In the fasted state (low insulin, high glucagon), glycogen stores are mobilized and gluconeogenesis maintains blood glucose. Fatty acids are oxidized to acetyl-CoA, generating ketone bodies that fuel the brain. Muscle proteins are degraded to supply amino acids for hepatic gluconeogenesis. The metabolic shift is coordinated by hormonal signals and AMP-dependent kinase (AMPK) activation.
When you skip a meal or sleep through the night, your body faces an energy problem: blood glucose is falling, but your brain demands a constant glucose supply. The fasted state is the coordinated metabolic response to this challenge, orchestrated primarily by the hormone glucagon (which rises as insulin falls). If you already understand how gluconeogenesis rebuilds glucose from non-carbohydrate precursors, the fasted state is the physiological context that explains *when and why* gluconeogenesis turns on.
The first response is glycogenolysis — breaking down liver glycogen to release glucose directly into the blood. But glycogen stores are limited (roughly 80–100 grams in the liver), and they are largely depleted within 12–18 hours of fasting. As glycogen runs low, the liver ramps up gluconeogenesis, converting lactate, glycerol (from fat breakdown), and amino acids into new glucose. Simultaneously, adipose tissue begins releasing fatty acids through lipolysis, triggered by hormone-sensitive lipase activation under glucagon signaling.
Those fatty acids become the body's primary fuel source during fasting. Muscles and most tissues switch to fatty acid oxidation, sparing glucose for the brain and red blood cells.
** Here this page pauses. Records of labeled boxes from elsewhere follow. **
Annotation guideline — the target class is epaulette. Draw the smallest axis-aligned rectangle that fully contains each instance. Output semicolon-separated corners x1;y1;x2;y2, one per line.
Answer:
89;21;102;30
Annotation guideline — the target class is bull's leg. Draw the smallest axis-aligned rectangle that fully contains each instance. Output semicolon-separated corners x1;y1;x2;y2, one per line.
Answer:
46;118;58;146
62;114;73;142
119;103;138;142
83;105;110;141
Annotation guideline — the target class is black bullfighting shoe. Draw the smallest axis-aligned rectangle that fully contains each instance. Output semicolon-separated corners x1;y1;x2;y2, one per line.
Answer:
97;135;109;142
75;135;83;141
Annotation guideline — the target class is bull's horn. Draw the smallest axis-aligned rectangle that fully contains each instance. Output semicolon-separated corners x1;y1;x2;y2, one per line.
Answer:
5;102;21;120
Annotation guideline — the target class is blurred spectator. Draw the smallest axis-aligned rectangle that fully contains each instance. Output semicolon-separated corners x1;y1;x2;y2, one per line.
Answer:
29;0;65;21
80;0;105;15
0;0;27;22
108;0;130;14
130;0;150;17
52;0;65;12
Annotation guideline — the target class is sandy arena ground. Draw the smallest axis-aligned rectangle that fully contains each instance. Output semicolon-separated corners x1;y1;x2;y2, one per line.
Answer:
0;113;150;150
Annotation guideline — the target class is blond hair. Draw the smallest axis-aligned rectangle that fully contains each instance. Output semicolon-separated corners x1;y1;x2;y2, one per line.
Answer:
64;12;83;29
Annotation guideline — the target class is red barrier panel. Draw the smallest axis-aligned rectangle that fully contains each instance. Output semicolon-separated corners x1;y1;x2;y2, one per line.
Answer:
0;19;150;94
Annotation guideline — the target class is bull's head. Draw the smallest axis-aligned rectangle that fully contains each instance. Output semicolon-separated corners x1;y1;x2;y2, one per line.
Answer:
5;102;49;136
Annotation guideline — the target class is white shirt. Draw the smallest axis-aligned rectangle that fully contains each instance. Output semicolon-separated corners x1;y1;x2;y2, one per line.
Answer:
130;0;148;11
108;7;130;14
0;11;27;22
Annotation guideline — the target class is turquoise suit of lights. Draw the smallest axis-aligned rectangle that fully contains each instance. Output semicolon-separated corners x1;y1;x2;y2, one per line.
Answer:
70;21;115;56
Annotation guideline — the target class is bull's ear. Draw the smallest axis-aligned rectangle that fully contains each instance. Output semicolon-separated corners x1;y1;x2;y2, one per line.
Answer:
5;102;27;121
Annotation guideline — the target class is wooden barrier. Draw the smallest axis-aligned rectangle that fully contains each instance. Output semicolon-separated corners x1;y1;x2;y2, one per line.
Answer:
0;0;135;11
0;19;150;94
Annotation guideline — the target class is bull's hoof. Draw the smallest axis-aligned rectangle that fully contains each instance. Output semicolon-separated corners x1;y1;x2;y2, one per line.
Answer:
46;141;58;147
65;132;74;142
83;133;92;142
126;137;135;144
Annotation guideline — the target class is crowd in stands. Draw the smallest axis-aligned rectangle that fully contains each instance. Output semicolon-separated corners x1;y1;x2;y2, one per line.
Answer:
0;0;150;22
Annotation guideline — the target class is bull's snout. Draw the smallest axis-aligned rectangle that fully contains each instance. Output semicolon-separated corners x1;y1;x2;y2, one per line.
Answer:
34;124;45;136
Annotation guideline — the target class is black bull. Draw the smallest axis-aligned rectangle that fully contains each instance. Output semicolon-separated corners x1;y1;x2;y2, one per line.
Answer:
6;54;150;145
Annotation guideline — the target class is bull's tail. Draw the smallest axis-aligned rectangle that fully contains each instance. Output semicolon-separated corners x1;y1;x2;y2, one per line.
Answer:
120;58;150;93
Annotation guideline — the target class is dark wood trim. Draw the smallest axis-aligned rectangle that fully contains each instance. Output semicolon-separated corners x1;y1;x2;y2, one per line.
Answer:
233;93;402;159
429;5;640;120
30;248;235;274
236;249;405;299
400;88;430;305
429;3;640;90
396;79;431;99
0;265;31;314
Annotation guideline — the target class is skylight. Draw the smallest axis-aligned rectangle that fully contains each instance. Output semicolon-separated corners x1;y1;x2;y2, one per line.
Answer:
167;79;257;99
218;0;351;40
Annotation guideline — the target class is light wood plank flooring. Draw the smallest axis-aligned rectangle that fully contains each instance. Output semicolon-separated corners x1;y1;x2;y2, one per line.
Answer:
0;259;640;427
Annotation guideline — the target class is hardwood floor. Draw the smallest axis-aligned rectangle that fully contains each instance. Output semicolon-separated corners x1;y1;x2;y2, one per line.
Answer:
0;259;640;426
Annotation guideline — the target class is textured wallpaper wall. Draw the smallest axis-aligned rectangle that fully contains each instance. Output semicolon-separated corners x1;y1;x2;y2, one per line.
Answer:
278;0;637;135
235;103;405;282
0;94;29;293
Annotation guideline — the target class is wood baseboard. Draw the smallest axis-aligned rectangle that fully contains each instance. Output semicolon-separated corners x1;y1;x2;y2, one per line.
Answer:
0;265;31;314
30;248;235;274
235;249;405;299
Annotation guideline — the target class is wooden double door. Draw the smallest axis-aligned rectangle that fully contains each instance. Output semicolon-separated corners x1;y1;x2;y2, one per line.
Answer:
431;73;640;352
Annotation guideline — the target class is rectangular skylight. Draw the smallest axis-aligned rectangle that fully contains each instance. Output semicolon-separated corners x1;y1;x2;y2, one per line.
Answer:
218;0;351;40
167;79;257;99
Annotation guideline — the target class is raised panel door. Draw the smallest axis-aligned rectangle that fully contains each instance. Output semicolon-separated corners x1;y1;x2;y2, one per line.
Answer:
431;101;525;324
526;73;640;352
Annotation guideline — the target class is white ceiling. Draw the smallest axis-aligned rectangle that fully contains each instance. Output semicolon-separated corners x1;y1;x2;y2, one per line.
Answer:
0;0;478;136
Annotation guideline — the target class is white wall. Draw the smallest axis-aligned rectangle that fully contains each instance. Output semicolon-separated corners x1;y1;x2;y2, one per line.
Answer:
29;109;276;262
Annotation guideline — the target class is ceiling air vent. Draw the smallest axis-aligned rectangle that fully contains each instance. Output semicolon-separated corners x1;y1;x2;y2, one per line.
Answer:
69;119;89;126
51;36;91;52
In the liver, fatty acid oxidation generates so much acetyl-CoA that it overwhelms the citric acid cycle's capacity. The excess acetyl-CoA is funneled into ketogenesis, producing ketone bodies (acetoacetate, β-hydroxybutyrate, and acetone). After several days of fasting, the brain adapts to use ketone bodies for up to 60–70% of its energy needs, dramatically reducing the demand for gluconeogenesis and thereby slowing muscle protein breakdown.
The entire shift is coordinated at the molecular level by AMPK (AMP-activated protein kinase), which acts as a cellular fuel gauge. When ATP levels drop and AMP accumulates, AMPK activates catabolic pathways (fatty acid oxidation, autophagy) and inhibits anabolic ones (fatty acid synthesis, protein synthesis). Think of AMPK as the cell's internal version of the glucagon signal — glucagon tells the whole body to mobilize fuel, while AMPK ensures each individual cell shifts its own metabolism to match. Together, hormonal signaling and intracellular energy sensing create a seamless transition from the fed state's "store and build" mode to the fasted state's "mobilize and conserve" mode.